For the past decade, Dr. Perlman has been returning to Africa regularly to visit Weill Bugando and the other hospitals where the programs are being tested and implemented, as well as to review the data from each site during a day-long meeting in the Tanzanian capital Dares Salaam; he now goes for about two weeks twice a year, in March and August. He stresses that working closely with front-line clinical staff, as well as Tanzanian government officials, has been essential to the projects’ success—a sentiment echoed by Prisca Ringia, a veteran midwife who has been instrumental in implementing both Helping Babies Breathe and the premature care bundle at Weill Bugando. “Jeff really recognizes that the midwives are key—we are the first people to touch the babies in their first seconds in the world,” says Ringia, who has worked with Perlman since 2006. “We really appreciate that, and his enthusiasm, commitment, and dedication to Tanzanians.” Ringia was a co-author on the Pediatrics and PLOS papers; in fact, her name came before Dr. Perlman’s. It’s his long-standing practice not only to share credit with his Tanzanian collaborators, but to put their names first. “I’m at the end,” he says, “because it’s not about me; it’s about them.” And, he stresses, when he visits labor and delivery rooms at the various hospitals, he doesn’t treat patients personally. “I don’t intervene, I coach,” he says. “If a baby comes out and is not breathing, I tell the midwife what to do.
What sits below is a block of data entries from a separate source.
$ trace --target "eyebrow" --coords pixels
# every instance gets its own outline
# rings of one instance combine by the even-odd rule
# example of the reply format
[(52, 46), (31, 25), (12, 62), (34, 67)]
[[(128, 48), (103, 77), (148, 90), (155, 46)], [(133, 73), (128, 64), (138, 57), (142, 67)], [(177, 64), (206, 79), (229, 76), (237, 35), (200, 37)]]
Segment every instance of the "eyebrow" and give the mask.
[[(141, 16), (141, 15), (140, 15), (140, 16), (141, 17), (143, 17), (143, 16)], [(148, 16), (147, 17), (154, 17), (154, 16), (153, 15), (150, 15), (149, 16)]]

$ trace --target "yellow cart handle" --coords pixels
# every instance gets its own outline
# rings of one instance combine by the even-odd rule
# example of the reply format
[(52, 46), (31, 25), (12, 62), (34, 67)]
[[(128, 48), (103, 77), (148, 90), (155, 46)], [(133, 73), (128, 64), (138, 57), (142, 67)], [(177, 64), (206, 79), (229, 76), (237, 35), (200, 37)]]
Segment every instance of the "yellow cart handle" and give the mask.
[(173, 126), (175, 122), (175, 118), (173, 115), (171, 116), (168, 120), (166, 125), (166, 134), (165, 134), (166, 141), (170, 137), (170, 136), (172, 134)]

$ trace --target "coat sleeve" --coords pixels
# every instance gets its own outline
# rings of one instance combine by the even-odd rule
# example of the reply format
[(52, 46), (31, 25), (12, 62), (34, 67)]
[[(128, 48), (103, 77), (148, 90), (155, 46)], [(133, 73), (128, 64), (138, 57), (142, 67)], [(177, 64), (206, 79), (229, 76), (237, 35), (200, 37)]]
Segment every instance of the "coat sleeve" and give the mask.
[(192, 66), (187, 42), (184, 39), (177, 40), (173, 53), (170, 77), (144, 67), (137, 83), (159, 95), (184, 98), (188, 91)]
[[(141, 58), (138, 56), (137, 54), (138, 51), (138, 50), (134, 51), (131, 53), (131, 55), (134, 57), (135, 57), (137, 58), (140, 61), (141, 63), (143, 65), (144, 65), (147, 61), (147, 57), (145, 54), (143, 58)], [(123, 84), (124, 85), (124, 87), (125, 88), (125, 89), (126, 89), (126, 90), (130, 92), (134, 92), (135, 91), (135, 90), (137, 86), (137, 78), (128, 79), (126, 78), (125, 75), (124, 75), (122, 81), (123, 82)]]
I’ll show them how to apply a mask to help the baby breathe, but I won’t do it myself—because once I walk out that door, I’m not going to be there to do it. So they get the baby back and crying, and they feel good because they did it. There’s nothing more rewarding than to see people feeling like they’ve accomplished something so very important: they’ve saved a baby.”

— Beth Saulnier

This story first appeared in Weill Cornell Medicine, Fall 2018.